Vladimir Putin is determined to conceal the enormous human cost of Russia’s ongoing war against Ukraine. As a result, Russians are largely denied an accurate accounting of how many of their friends, relatives, and fellow citizens have been killed.
To cut through this fog of war, the independent Russian media outlet Mediazona and BBC Russian Service created 200.zona.media, an interactive mapping project that maps photographs of every known Russian casualty at their home address.
The map is built on a rigorous name-by-name verification process. Each photograph represents a person whose death has been confirmed by a team of journalists and volunteers using open-source evidence, including local newspaper obituaries, relatives’ social media posts, announcements from local administrations, and even field checks of newly expanded cemeteries across Russia.
The decision to map photographs rather than aggregate statistics was presumably intended to maximize emotional impact. Zooming into individual towns and cities and encountering hundreds of faces delivers a powerful visual impression of the war’s toll. However, this approach also obscures important geographic and socio-economic patterns.
By emphasizing raw casualty totals rather than normalized measures such as per-capita casualty rates, the map partially masks the extent to which the burden of the war has fallen unevenly across Russian society. It partly obscures how the invasion has been borne disproportionately not by the affluent metropolitan centres of Moscow and St Petersburg, but by economically disadvantaged regions, rural communities, and Russia’s many monotowns.
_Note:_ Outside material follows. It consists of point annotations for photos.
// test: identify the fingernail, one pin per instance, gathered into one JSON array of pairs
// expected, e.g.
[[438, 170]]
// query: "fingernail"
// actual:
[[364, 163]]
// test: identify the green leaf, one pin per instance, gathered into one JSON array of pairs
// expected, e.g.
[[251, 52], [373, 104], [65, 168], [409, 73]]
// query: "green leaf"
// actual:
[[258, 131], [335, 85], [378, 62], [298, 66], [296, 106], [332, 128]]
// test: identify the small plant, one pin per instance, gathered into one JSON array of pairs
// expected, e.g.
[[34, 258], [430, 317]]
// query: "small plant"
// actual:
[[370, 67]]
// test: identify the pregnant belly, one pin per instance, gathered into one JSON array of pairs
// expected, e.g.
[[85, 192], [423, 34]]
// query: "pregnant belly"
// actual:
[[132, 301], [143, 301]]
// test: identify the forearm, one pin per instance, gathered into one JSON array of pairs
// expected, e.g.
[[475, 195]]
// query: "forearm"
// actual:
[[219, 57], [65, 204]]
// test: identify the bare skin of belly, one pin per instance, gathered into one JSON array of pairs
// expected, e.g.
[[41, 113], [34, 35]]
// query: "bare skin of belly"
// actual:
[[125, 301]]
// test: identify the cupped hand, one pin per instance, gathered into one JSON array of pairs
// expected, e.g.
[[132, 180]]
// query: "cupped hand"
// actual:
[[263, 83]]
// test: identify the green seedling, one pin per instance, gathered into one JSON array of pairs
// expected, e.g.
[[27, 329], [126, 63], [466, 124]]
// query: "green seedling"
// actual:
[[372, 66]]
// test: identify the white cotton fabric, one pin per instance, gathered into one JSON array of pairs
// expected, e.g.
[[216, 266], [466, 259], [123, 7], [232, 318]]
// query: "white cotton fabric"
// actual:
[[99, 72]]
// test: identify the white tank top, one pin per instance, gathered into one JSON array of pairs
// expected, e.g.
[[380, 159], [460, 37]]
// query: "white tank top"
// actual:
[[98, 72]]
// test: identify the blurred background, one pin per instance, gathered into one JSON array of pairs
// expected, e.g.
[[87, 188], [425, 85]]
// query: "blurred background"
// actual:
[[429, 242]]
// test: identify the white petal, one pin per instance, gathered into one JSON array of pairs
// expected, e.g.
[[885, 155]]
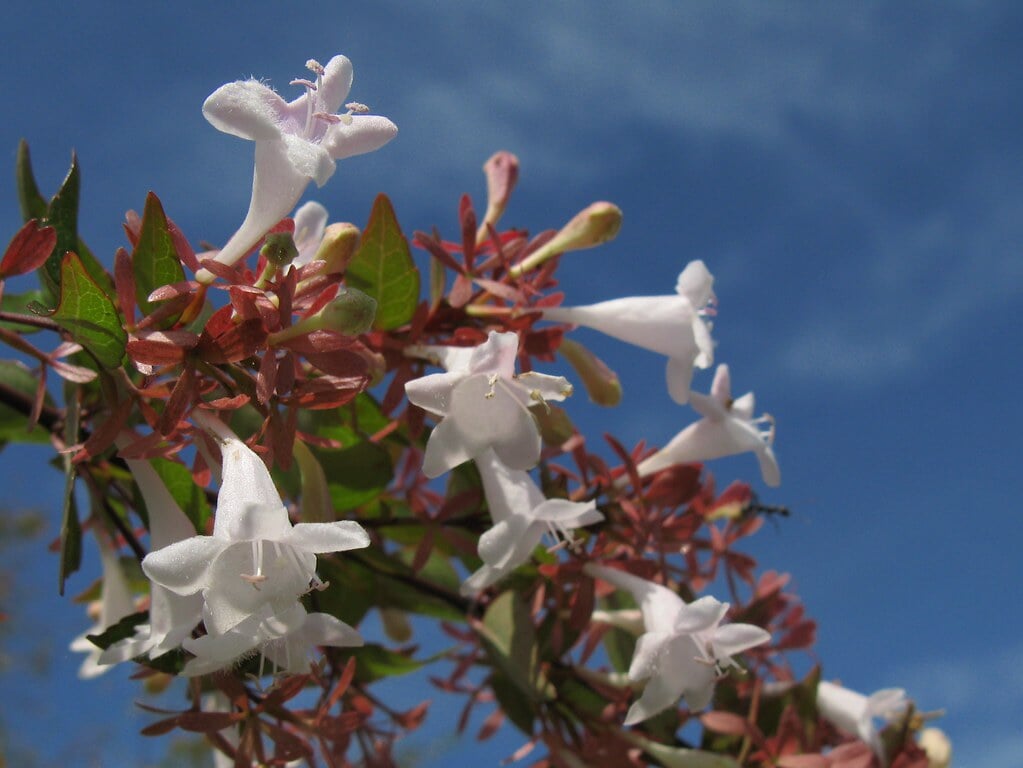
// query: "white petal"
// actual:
[[310, 221], [659, 604], [249, 505], [696, 283], [309, 160], [246, 108], [327, 537], [183, 567], [433, 393], [365, 133], [735, 638]]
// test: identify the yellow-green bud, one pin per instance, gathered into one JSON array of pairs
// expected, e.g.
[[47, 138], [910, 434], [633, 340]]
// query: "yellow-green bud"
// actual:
[[340, 242]]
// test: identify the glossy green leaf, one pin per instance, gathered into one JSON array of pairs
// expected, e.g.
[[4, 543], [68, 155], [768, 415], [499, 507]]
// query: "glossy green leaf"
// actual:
[[510, 640], [383, 268], [71, 528], [154, 260], [15, 376], [18, 303], [183, 490], [374, 662], [87, 313]]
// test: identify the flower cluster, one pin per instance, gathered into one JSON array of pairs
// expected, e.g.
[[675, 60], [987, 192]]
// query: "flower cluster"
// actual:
[[290, 380]]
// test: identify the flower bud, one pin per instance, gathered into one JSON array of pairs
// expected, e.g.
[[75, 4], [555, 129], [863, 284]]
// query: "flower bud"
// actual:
[[502, 174], [279, 249], [351, 313], [602, 384], [593, 225], [338, 246], [938, 748]]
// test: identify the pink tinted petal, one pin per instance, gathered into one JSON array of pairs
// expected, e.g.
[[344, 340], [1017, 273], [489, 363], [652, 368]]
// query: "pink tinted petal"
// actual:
[[249, 505], [365, 133], [183, 567], [735, 638], [327, 537], [246, 108]]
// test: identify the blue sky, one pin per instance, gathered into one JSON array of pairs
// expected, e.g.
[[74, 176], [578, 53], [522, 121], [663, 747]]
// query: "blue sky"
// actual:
[[851, 173]]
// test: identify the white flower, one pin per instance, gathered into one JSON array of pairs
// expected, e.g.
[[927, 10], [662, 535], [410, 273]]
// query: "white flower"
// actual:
[[683, 649], [522, 515], [172, 617], [484, 404], [727, 427], [256, 566], [671, 325], [857, 715], [296, 142], [116, 602], [310, 223]]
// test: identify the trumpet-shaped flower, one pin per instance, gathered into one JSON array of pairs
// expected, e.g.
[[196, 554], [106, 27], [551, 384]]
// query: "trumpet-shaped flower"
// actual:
[[683, 649], [484, 404], [116, 602], [256, 563], [671, 325], [172, 617], [296, 142], [857, 714], [522, 515], [727, 427]]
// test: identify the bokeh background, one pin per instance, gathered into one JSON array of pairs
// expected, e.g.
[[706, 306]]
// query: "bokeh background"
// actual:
[[851, 173]]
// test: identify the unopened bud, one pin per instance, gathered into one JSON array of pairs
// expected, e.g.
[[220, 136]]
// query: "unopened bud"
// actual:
[[602, 384], [938, 748], [279, 249], [338, 246], [502, 174], [593, 225], [351, 313]]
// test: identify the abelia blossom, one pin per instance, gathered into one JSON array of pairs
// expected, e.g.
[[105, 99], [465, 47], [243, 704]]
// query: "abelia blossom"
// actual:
[[256, 566], [172, 617], [671, 325], [683, 648], [522, 515], [296, 142], [727, 427], [483, 403], [856, 714], [116, 602]]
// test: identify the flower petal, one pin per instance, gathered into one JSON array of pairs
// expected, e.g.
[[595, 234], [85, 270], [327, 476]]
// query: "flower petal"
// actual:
[[327, 537], [364, 134], [183, 567], [249, 506], [246, 108]]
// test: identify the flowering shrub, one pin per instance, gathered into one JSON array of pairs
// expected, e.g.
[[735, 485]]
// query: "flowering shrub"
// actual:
[[300, 434]]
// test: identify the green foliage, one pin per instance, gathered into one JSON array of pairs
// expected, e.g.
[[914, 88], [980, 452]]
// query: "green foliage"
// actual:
[[154, 260], [88, 314], [383, 268], [15, 376]]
200.zona.media remains an extraordinary piece of public-interest cartography. Its painstaking verification methodology, transparency of sources, and commitment to documenting each casualty as an individual human being perfectly counteract the Russian government’s own efforts to obscure the war’s true human cost. By presenting the dead as faces rather than statistics, the map succeeds in making the scale of Russia’s losses tangible in a way that conventional charts and tables rarely can. However, I cannot help thinking that an additional data view showing casualties on a per-capita basis would also help reveal the stark regional disparities in the war’s human cost.